Both these comments and the remarks about the Cheetah’s fourth generation capabilities are obvious digs at Draken's competitors, many of whom have also clearly seen the changing trend in requirements for more advanced adversaries. “The requirements we're seeing the [U.S.] Air Force describe clearly include a modern radar such as AESA [active electronically-scanned array] or a highly capable mechanically scanned array radar,” Jeffery Parker, CEO of Airborne Tactical Advantage Company, or ATAC, told FlightGlobal in September 2017.

That month, ATAC, a subsidiary of Textron since 2016, announced it would be acquiring more than 60 ex-French Mirage F1s and upgrading them with new radars and other systems. The Virginia-based company already operates Kfirs, as well.

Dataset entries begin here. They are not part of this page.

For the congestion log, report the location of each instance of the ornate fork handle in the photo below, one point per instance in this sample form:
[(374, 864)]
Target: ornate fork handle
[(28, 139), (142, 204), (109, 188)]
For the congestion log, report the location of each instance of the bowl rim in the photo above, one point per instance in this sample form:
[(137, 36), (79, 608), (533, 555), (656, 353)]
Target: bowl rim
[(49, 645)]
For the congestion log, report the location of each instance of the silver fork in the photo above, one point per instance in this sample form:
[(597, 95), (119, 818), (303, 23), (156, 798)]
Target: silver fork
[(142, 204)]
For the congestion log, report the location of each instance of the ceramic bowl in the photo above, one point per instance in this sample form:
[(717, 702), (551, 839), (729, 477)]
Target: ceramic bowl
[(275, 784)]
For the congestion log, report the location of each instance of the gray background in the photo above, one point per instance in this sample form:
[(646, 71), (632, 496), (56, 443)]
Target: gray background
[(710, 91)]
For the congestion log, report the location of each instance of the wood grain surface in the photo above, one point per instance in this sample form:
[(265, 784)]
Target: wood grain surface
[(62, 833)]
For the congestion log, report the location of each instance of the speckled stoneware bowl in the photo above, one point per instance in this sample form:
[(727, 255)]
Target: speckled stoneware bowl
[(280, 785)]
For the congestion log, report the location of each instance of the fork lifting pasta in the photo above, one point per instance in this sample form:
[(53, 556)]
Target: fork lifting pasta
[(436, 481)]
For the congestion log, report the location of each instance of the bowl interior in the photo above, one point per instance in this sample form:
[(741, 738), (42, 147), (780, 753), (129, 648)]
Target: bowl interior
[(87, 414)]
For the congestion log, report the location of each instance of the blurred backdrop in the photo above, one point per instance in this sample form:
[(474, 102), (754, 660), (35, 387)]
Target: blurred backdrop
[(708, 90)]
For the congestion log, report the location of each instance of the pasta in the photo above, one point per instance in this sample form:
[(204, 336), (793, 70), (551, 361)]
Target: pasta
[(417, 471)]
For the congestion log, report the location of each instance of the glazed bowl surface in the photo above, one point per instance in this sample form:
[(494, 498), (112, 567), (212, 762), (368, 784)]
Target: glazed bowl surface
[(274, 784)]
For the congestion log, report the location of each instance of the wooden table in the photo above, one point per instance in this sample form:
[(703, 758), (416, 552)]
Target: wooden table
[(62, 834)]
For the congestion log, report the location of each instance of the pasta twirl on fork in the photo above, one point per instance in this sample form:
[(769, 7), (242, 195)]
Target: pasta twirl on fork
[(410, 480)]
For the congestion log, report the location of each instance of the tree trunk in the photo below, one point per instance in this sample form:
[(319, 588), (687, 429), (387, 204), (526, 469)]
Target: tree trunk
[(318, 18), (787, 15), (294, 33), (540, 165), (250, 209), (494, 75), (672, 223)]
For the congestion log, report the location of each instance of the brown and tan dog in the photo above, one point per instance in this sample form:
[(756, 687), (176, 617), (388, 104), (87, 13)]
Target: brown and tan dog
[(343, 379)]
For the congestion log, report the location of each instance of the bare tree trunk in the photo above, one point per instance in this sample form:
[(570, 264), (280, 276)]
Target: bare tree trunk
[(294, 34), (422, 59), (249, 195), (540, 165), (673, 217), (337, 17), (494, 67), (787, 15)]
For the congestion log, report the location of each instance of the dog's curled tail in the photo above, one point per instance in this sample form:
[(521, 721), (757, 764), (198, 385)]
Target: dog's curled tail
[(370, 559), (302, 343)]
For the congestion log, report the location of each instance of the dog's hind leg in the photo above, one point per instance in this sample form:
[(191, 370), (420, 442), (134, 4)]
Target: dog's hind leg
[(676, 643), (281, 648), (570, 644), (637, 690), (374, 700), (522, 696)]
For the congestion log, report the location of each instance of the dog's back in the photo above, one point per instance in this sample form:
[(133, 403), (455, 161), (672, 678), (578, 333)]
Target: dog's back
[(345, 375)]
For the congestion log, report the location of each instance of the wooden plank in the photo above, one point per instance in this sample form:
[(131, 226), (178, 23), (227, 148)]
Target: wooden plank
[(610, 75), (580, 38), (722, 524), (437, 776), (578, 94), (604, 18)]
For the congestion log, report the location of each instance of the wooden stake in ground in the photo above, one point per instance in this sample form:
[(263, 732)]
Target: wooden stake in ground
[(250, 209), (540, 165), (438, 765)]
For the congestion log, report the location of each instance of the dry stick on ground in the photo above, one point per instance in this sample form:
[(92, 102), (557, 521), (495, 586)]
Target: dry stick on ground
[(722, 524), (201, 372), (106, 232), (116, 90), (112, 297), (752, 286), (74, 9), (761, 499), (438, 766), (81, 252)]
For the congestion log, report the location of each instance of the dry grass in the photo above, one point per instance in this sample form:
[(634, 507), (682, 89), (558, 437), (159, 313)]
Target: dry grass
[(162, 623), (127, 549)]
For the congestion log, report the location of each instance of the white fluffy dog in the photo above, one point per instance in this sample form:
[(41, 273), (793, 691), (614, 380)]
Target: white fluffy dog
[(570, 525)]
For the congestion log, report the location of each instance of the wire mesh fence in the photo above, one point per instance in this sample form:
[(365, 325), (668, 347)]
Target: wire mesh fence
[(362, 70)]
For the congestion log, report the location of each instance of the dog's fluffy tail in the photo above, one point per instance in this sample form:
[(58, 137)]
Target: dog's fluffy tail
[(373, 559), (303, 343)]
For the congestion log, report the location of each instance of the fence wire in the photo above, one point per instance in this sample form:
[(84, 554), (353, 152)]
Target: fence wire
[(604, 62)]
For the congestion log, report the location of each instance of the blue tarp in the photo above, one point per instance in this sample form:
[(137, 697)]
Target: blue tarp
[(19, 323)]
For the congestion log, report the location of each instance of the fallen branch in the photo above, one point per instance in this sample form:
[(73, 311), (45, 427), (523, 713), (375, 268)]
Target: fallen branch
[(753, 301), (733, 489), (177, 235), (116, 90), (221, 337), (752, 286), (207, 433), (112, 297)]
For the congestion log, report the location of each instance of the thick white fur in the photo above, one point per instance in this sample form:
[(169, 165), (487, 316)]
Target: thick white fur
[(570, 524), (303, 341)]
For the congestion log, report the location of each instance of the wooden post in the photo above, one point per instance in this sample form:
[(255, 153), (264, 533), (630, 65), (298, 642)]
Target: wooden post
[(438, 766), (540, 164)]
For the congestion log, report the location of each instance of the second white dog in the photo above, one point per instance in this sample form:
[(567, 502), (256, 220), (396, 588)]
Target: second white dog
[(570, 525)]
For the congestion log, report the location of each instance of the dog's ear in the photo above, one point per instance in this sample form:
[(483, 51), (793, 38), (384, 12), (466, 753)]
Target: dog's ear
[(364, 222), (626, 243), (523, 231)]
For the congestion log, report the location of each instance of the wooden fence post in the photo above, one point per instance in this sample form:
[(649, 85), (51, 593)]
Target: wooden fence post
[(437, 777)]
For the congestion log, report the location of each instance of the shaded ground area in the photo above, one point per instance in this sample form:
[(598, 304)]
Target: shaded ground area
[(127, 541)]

The next month, it emerged that TacAir had purchased more than 20 ex-Jordanian F-5E/F Tiger IIs and put the jets through an update program, which you can read about in more detail here. Other competitors exist as well, but at this time the thirst for commercial adversary air support is only likely to continue to balloon as the F-35 begins full-rate production.

ATAC

Some of ATAC's Kfirs.

Though private adversary air support is a growing industry in general, there is an immediate impetus to these purchases, too. In January 2018, the Air Force is likely to start considering who it will hire to provide those services at Nellis Air Force Base in support of its much vaunted Weapons School and capstone Red Flag exercises. Draken already been doing for years to a lesser degree. The deal could be worth as much as $7.5 billion over the next decade and require the winning company or companies to fly almost 37,000 flight hours in total, according to FlightGlobal. The Air Force is expected to pick a winner for the Nellis contract some time in 2019.

There’s clearly a desire on the part of these firms to get out ahead of the contract and make sure they have applicable fleets of aircraft operational beforehand. This won’t be the only such deal coming up by any any means either. And the international marketplace will be just as in need of these services as the domestic one. 

Draken seems to be betting that the Cheetahs, as well as the Mirage F1Ms, will give it a significant edge over the competition.